UK Government Server ‘Hacked’

When is a ‘hack’ not a hack? Although the National party achieved some embarrassment for the Treasury IT staff they seem to have failed in their attempts at Question Time to score any hits over the ‘hack’.

It seems someone used a search box on the Treasury website and the search function returned answers that it should not have returned. A similar situation occurred in the UK, only this time it was Google that indexed information that it should not have had access to.

Someone in the Parliamentary Digital Service managed to leave a server so completely exposed to the internet that Google indexed the Windows machine’s operating system.

Register reader Chris, who stumbled across this while searching for something related to a Google update, discovered that sizeable chunks of bills.parliament.uk , well beyond what should have been firewalled off from the wider world, were exposed online.
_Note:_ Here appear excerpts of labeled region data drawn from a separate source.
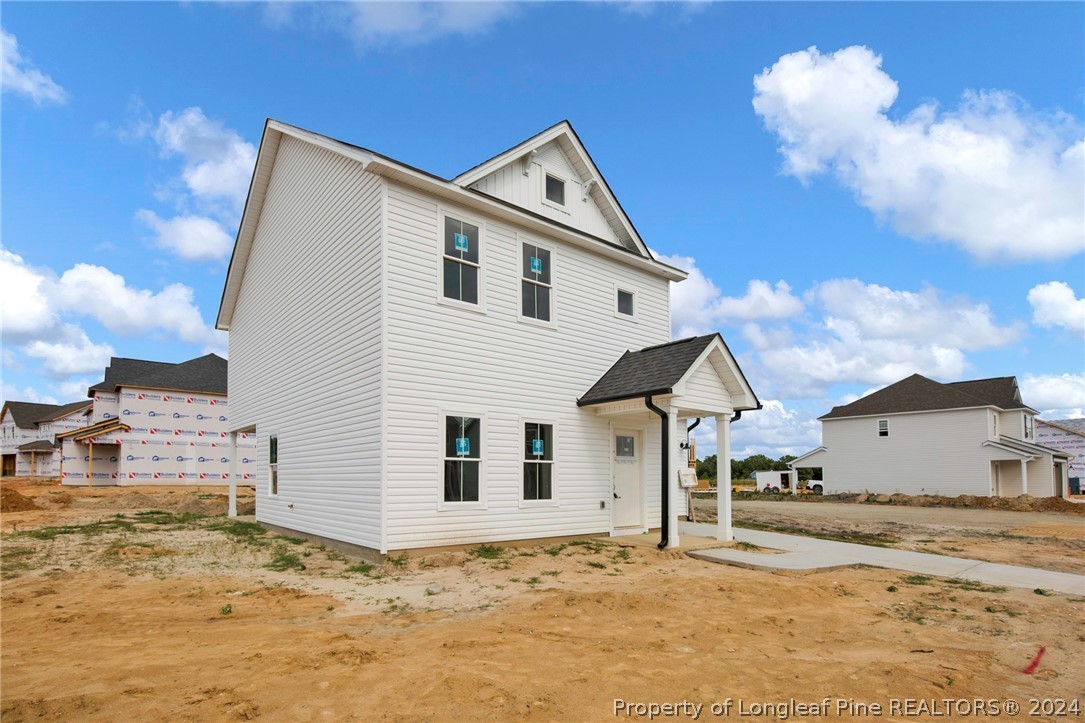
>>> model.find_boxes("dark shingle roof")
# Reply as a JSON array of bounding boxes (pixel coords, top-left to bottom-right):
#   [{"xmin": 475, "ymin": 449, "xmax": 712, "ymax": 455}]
[
  {"xmin": 90, "ymin": 354, "xmax": 227, "ymax": 394},
  {"xmin": 818, "ymin": 375, "xmax": 1027, "ymax": 419},
  {"xmin": 946, "ymin": 377, "xmax": 1025, "ymax": 409},
  {"xmin": 3, "ymin": 402, "xmax": 90, "ymax": 429},
  {"xmin": 88, "ymin": 356, "xmax": 177, "ymax": 396},
  {"xmin": 576, "ymin": 334, "xmax": 719, "ymax": 407}
]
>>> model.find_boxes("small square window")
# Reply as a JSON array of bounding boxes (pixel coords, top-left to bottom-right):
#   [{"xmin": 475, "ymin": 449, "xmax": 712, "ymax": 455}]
[{"xmin": 546, "ymin": 174, "xmax": 565, "ymax": 206}]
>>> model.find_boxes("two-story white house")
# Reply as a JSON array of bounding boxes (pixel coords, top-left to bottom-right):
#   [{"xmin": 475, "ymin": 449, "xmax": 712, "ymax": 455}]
[
  {"xmin": 56, "ymin": 354, "xmax": 256, "ymax": 485},
  {"xmin": 790, "ymin": 375, "xmax": 1069, "ymax": 497},
  {"xmin": 0, "ymin": 399, "xmax": 91, "ymax": 477},
  {"xmin": 217, "ymin": 121, "xmax": 760, "ymax": 553}
]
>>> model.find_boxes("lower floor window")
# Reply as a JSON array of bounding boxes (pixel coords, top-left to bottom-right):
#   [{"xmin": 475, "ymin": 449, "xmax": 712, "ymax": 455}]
[
  {"xmin": 524, "ymin": 422, "xmax": 553, "ymax": 500},
  {"xmin": 445, "ymin": 416, "xmax": 482, "ymax": 503}
]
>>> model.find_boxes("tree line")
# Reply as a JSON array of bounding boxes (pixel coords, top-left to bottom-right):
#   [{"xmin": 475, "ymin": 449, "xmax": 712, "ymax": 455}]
[{"xmin": 697, "ymin": 455, "xmax": 814, "ymax": 482}]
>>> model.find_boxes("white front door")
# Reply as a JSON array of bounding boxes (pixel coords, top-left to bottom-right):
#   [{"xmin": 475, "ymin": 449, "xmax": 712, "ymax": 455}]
[{"xmin": 611, "ymin": 430, "xmax": 644, "ymax": 529}]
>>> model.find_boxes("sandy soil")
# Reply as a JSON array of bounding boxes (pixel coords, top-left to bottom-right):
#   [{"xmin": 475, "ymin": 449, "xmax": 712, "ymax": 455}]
[
  {"xmin": 0, "ymin": 477, "xmax": 1085, "ymax": 722},
  {"xmin": 694, "ymin": 498, "xmax": 1085, "ymax": 574}
]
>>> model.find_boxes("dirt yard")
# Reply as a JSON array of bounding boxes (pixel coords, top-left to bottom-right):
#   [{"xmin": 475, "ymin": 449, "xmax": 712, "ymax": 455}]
[
  {"xmin": 0, "ymin": 475, "xmax": 1085, "ymax": 723},
  {"xmin": 694, "ymin": 497, "xmax": 1085, "ymax": 574}
]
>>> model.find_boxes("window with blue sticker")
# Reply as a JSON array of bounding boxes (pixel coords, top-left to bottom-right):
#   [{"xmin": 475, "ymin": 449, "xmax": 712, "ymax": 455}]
[
  {"xmin": 444, "ymin": 416, "xmax": 482, "ymax": 503},
  {"xmin": 520, "ymin": 243, "xmax": 553, "ymax": 321},
  {"xmin": 442, "ymin": 216, "xmax": 482, "ymax": 304},
  {"xmin": 524, "ymin": 422, "xmax": 553, "ymax": 500}
]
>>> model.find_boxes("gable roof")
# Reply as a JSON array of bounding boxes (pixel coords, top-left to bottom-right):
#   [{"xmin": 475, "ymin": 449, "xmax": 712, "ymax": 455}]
[
  {"xmin": 452, "ymin": 121, "xmax": 652, "ymax": 258},
  {"xmin": 90, "ymin": 354, "xmax": 229, "ymax": 394},
  {"xmin": 576, "ymin": 333, "xmax": 761, "ymax": 409},
  {"xmin": 215, "ymin": 118, "xmax": 689, "ymax": 331},
  {"xmin": 818, "ymin": 375, "xmax": 1029, "ymax": 419},
  {"xmin": 0, "ymin": 402, "xmax": 90, "ymax": 429},
  {"xmin": 946, "ymin": 377, "xmax": 1035, "ymax": 411}
]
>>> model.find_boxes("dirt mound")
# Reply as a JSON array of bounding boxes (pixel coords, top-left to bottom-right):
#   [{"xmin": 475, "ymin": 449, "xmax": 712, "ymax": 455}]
[{"xmin": 0, "ymin": 487, "xmax": 41, "ymax": 512}]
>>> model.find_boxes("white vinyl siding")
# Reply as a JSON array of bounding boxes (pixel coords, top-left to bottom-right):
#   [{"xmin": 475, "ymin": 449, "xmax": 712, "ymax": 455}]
[
  {"xmin": 229, "ymin": 137, "xmax": 386, "ymax": 549},
  {"xmin": 381, "ymin": 180, "xmax": 671, "ymax": 549},
  {"xmin": 462, "ymin": 142, "xmax": 623, "ymax": 245},
  {"xmin": 818, "ymin": 408, "xmax": 1039, "ymax": 496}
]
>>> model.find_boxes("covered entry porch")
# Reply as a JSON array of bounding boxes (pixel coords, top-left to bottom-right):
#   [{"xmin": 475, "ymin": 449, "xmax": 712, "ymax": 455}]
[{"xmin": 577, "ymin": 334, "xmax": 761, "ymax": 549}]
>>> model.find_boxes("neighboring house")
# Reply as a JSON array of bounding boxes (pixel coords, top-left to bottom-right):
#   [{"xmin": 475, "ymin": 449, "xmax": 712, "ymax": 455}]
[
  {"xmin": 217, "ymin": 121, "xmax": 760, "ymax": 553},
  {"xmin": 56, "ymin": 354, "xmax": 255, "ymax": 485},
  {"xmin": 1036, "ymin": 419, "xmax": 1085, "ymax": 494},
  {"xmin": 790, "ymin": 375, "xmax": 1069, "ymax": 497},
  {"xmin": 0, "ymin": 401, "xmax": 90, "ymax": 477}
]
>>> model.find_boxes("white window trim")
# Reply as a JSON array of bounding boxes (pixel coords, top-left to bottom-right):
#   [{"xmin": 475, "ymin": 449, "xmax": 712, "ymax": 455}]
[
  {"xmin": 539, "ymin": 166, "xmax": 573, "ymax": 216},
  {"xmin": 611, "ymin": 283, "xmax": 640, "ymax": 321},
  {"xmin": 267, "ymin": 432, "xmax": 282, "ymax": 497},
  {"xmin": 436, "ymin": 206, "xmax": 487, "ymax": 314},
  {"xmin": 516, "ymin": 417, "xmax": 561, "ymax": 509},
  {"xmin": 516, "ymin": 233, "xmax": 558, "ymax": 329},
  {"xmin": 437, "ymin": 409, "xmax": 489, "ymax": 512}
]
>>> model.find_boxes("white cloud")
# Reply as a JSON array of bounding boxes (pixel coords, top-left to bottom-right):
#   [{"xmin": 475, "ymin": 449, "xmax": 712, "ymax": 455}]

“Looks like they were potentially exposing the entire system drive of the Windows webserver as read-only for some time,” he commented.
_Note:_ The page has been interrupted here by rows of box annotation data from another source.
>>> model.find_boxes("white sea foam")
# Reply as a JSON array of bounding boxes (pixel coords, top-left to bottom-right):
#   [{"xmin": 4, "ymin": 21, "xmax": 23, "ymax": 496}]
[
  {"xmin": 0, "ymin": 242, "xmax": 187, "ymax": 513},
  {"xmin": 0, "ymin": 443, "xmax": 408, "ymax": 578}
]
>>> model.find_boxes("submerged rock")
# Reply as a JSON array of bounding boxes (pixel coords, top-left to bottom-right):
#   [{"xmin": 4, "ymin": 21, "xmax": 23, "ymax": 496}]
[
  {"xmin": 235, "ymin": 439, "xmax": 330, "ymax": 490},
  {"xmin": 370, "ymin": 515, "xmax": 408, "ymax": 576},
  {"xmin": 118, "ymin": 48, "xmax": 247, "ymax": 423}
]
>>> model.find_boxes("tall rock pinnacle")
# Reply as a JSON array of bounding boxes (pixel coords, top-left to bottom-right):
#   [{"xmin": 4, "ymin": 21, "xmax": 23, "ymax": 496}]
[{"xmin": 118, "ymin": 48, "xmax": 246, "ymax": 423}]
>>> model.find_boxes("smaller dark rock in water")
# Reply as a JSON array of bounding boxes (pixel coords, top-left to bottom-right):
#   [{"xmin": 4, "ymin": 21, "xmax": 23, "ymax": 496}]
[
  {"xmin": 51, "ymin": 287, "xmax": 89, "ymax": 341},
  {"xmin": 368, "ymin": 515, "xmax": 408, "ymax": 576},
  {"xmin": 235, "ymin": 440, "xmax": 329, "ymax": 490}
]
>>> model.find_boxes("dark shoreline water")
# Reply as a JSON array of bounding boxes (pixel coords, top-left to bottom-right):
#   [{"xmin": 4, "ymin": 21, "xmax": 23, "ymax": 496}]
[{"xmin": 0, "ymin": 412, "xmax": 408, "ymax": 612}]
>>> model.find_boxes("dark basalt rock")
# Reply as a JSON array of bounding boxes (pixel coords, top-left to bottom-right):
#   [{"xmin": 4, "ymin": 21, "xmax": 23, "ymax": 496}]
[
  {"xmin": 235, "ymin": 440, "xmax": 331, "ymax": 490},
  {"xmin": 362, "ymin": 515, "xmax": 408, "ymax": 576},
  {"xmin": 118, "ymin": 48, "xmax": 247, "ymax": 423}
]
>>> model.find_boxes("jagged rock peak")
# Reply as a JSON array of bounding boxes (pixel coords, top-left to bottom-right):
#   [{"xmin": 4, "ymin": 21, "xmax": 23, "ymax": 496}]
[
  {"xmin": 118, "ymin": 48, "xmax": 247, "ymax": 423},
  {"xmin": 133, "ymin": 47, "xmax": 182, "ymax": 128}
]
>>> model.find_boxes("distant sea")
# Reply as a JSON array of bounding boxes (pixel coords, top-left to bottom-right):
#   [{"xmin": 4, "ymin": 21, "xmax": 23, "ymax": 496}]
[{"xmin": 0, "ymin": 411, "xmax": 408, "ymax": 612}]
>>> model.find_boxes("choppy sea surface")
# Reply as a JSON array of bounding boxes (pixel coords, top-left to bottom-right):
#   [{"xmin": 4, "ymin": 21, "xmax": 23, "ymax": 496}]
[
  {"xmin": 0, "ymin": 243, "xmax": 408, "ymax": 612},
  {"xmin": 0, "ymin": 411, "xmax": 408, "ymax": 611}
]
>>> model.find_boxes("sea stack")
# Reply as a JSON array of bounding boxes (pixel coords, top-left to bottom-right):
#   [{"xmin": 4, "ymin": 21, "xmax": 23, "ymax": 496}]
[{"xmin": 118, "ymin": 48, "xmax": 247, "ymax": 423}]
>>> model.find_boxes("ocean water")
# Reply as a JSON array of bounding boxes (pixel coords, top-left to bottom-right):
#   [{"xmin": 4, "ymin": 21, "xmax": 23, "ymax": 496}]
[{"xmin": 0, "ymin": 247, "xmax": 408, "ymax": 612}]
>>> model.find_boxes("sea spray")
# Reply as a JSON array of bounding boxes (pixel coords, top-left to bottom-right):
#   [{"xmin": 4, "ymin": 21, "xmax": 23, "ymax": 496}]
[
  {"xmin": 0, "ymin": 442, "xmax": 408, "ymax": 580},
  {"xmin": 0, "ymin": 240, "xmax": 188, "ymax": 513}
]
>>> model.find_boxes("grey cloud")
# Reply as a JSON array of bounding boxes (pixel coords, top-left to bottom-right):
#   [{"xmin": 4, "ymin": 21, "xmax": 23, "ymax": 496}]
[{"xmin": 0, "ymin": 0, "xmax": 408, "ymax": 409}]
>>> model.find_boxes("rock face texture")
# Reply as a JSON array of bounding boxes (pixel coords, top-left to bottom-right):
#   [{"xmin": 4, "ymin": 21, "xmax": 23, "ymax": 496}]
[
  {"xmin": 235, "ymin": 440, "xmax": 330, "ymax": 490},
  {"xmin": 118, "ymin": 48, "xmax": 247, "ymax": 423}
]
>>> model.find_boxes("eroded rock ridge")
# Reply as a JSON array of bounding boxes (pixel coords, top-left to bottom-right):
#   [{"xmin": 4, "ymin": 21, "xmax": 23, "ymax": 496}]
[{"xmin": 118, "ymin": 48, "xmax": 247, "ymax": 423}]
The information exposed through Google’s cache (the server itself seemed to have been taken offline) appears to contain large chunks of a Windows OS running, among other things, VMware, cygwin, Sophos antivirus, the Lynx WWW client, Splunk, Perl and the usual suite of Windows services.

While the read-only access provided through Google is merely embarrassing at best, and could provide some clues for black hats determined to break in for whatever reason, it is not known whether the exposure of the server itself was read-only or whether write access was available as well. […]

TheRegister


Obviously, the NZ Treasury is not alone in making server configuration errors, but there does not seem to be any headlines in the UK claiming sustained and deliberate hacking attempts after a search engine returned some inadvertent results.

Surprising as it may seem, technology and IT staff are not perfect. Admit the error, blame ‘an emotional junior staffer’ and move on but don’t claim ‘sustained cyber attacks’ because someone looked in an open shop window.